I'm using a WiFi 6 router and barely notice any latency at all. I was playing a bit of Blade and Sorcery the other day and can't tell the difference from being cabled. I guess it's just a YMMV situation unfortunately.

There are multiple factors that come into play like what channel you are on and how many other wifi devices are running.

So Gorn just came out on Quest.

Be extra careful around breakable objects.

Phades wrote:

I'm using a WiFi 6 router and barely notice any latency at all. I was playing a bit of Blade and Sorcery the other day and can't tell the difference from being cabled. I guess it's just a YMMV situation unfortunately.
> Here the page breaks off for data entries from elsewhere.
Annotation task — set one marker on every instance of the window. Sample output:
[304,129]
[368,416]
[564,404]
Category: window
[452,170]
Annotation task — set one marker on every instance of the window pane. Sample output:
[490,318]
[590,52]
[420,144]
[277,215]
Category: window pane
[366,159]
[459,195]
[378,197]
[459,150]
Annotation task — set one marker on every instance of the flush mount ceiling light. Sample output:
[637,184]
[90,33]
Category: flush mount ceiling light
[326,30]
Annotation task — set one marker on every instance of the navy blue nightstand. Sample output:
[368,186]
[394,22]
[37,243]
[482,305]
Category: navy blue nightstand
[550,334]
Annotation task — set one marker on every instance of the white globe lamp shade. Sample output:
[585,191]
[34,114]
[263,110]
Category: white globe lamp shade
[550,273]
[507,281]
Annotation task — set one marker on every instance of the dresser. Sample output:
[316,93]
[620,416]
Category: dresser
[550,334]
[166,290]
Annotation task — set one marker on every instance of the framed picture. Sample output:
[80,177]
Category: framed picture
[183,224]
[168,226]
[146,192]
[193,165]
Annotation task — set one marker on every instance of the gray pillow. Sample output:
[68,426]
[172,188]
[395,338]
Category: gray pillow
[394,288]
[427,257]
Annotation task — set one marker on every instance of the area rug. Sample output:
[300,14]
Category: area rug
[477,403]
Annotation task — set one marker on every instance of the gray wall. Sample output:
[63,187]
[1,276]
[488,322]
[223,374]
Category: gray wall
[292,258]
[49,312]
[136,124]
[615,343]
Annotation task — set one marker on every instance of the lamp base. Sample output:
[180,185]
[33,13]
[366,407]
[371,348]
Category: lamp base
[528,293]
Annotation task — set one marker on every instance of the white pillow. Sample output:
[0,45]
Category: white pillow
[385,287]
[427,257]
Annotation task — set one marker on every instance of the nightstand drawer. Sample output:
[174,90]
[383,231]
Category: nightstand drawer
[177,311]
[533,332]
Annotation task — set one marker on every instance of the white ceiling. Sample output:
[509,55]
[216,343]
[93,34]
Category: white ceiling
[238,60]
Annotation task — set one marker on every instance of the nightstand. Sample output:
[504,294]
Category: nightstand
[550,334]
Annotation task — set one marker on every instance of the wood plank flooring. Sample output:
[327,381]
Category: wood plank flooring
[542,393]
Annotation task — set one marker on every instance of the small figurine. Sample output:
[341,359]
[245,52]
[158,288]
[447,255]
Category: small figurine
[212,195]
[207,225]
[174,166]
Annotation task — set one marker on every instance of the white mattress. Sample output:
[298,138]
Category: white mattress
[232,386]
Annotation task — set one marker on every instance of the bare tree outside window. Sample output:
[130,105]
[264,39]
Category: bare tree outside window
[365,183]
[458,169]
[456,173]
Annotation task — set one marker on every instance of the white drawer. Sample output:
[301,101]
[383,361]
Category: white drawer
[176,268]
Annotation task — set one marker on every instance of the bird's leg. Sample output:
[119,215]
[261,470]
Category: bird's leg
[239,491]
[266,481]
I've also noticed that I/O on my PC can make it perform poorly. Carbonite, my online backup service, loves to start when I play Half-life Alyx for some reason. If I don't turn it off, everything performs pretty terribly.

fuzzyslug wrote:
Phades wrote:

I'm using a WiFi 6 router and barely notice any latency at all. I was playing a bit of Blade and Sorcery the other day and can't tell the difference from being cabled. I guess it's just a YMMV situation unfortunately.

I've also noticed that I/O on my PC can make it perform poorly. Carbonite, my online backup service, loves to start when I play Half-life Alyx for some reason. If I don't turn it off, everything performs pretty terribly.

I'm guessing your PC is also on wifi?